The energy in the room suddenly changed. it was obvious. Several members of our group gasped. Others started crying. Sandy PhillipsThe mother of Jesse Phillips, who was shot dead at a movie theater in Aurora, Colorado in 2012, walked out of the room in disgust. I was leaning against it. 376 law enforcement officers Nothing was done to help the 19 children and 2 teachers who were brutally massacred in Uvalde.
They did nothing to save Lexi.
On October 24th, nearly six weeks after the date of that meeting, St. Louis school shooting This is the 40th school shooting incident this year.
As details emerged, it was reported that the shooter had twelve 30-round magazines and was using an AR-15 style rifle. Like Uvalde’s shooter. Like Highland Park. The school had metal detectors, doors were locked, and there were security guards.
It didn’t matter.
Even the police could not prevent the shooting at this school. The shooter’s family had asked police to seize the weapons later used to murder her 16-year-old Alexandria Bell and gym teacher Jankchuka. Police seized the firearm, but “determined at that point that the suspect was legally permitted to possess a firearm.” AR-15 style assault his weapon was returned to a third party known to the family. It is not known how the shooter recovered the firearm.

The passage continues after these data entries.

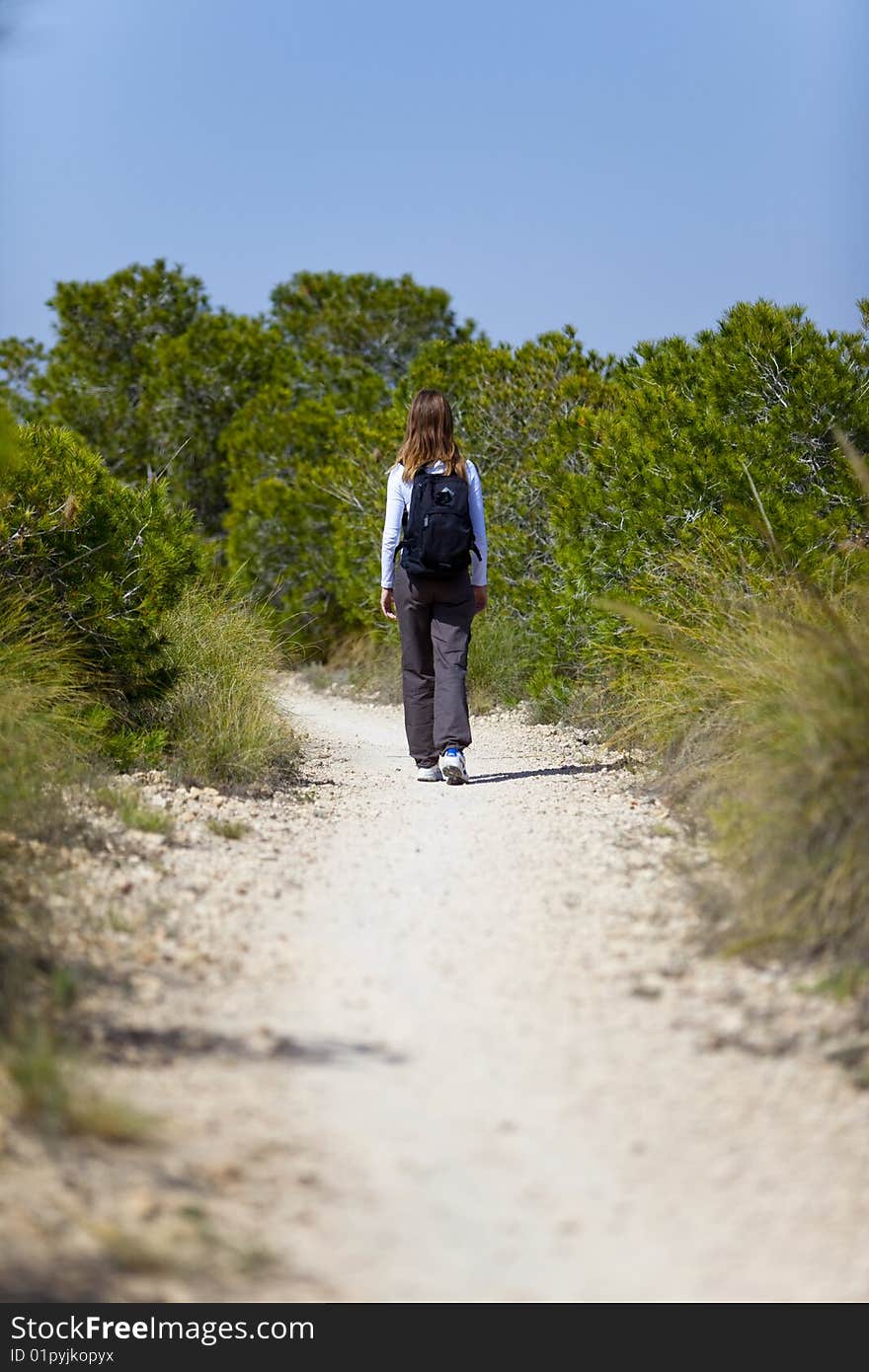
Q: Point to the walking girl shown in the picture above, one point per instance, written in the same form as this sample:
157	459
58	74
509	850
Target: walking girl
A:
434	495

Ted Cruz remained silent on Twitter. But gun violence prevention advocates have not. They know that police, security, and locked doors won’t stop school shootings. Even schools like the University of Virginia, which have their own police force, can’t prevent mass shootings.
We don’t know what guns were used in the Virginia shootings, but the only way to prevent the majority of mass shootings and school shootings is to ban assault weapons. I know there is. The data prove it. During the ban on offensive weapons from 1994 to 2004, 70% less likely to die in a mass shooting.

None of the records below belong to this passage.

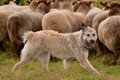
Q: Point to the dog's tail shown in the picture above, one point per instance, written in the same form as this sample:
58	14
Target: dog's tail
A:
27	35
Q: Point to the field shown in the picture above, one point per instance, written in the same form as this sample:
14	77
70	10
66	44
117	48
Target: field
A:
33	71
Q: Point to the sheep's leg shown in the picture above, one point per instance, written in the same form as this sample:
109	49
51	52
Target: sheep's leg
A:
66	63
25	60
115	57
15	46
86	64
45	57
19	48
1	47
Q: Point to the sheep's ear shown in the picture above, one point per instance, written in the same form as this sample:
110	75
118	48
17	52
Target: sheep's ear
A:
84	26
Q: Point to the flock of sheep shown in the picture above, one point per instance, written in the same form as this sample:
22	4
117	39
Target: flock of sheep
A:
63	16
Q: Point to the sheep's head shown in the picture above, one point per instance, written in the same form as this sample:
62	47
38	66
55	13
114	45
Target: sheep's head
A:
105	4
44	1
114	8
29	1
85	5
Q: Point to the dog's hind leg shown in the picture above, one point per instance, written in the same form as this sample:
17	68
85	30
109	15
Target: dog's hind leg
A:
66	63
86	64
23	61
45	57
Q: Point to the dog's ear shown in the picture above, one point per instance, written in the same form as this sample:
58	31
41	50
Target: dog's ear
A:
84	26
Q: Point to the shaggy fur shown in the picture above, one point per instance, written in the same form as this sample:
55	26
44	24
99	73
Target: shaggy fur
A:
4	14
39	45
65	20
109	30
20	22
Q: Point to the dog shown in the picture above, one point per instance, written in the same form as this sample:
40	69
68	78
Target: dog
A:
41	44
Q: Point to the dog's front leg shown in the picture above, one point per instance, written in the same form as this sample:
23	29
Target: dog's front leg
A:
45	57
66	63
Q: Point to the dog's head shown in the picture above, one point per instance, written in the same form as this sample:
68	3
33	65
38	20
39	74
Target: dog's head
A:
89	36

Easy access to weapons of war is killing our children. Currently, 18-year-olds who are not old enough to buy alcohol or a handgun can legally purchase assault weapons. I was. The shooting my son and I survived involved an AR-15. In less than 50 seconds, the Highland Park shooter had fired nearly 100 rounds into the family crowd. He stopped to reload twice. In Uvalde, some parents had to use his DNA to identify their child. This is because assault weapon bullets are powerful enough to liquefy human organs.

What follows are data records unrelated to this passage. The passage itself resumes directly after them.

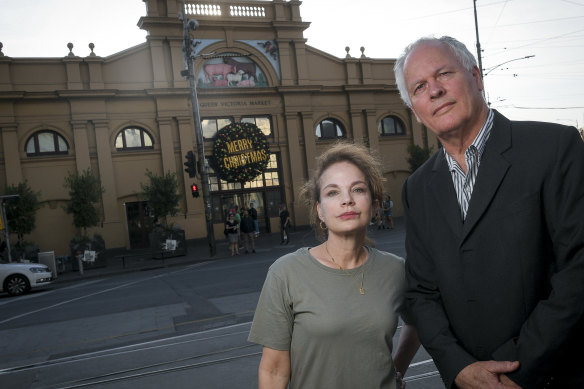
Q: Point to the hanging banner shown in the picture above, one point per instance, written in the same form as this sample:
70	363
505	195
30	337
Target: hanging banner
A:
241	152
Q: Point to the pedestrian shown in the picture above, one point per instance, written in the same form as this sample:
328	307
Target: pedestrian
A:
232	228
284	223
237	218
388	213
327	314
254	215
494	232
248	231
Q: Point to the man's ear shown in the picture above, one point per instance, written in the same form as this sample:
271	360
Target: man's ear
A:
476	74
416	115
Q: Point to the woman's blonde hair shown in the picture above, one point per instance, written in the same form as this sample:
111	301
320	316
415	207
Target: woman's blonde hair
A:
342	151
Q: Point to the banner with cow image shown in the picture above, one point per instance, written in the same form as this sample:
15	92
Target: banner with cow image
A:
231	72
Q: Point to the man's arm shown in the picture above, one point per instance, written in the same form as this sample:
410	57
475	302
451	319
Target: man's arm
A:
424	304
554	320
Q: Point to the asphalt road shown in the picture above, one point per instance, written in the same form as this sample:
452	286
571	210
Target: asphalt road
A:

These are weapons of war, used again and again to murder children where they are supposed to feel safe: in schools. And it’s not the worst. The Washington Post’s database of school shootings, number of children exposed to gun violence in schools 320,000 since the 1999 shooting at Columbine High School.
what are we doing
A federal assault weapons ban could have prevented the massacre at Uvalde and the murder of a 16-year-old girl and her teacher in St. Louis. Don’t wait until your family is exposed to gun violence. Call Senators today via the United States Capitol Switch at 202-224-3121 to help pass a ban on federal offensive weapons. Ask them to support the ban, and vote to elect gun-sensing candidates.
Sadly, I don’t think it matters if your life is affected by gun violence, but when it happens. Don’t let your family die.
Cruz’s representative emailed the following statement to the Huffington Post regarding the senator’s response: Cruz mourned with the community at Uvalde the day after the shooting and later met with loved ones of the victims. In the wake of this tragedy, Senator Cruz introduced legislation, doubling the number of school resource officers to his, and hiring his 15,000 school-based mental health professionals to put them at risk. We fought to enact reforms to ensure early intervention to identify and help children who are suffering. Tighten school safety, improve gun background systems, and prosecute anyone trying to buy a gun illegally. Unfortunately, Senate Democrats blocked it without any explanation. ”
Ashbey Beasley is a proud Indigenous wife and mother, serial entrepreneur, and mass shooting survivor turned activist.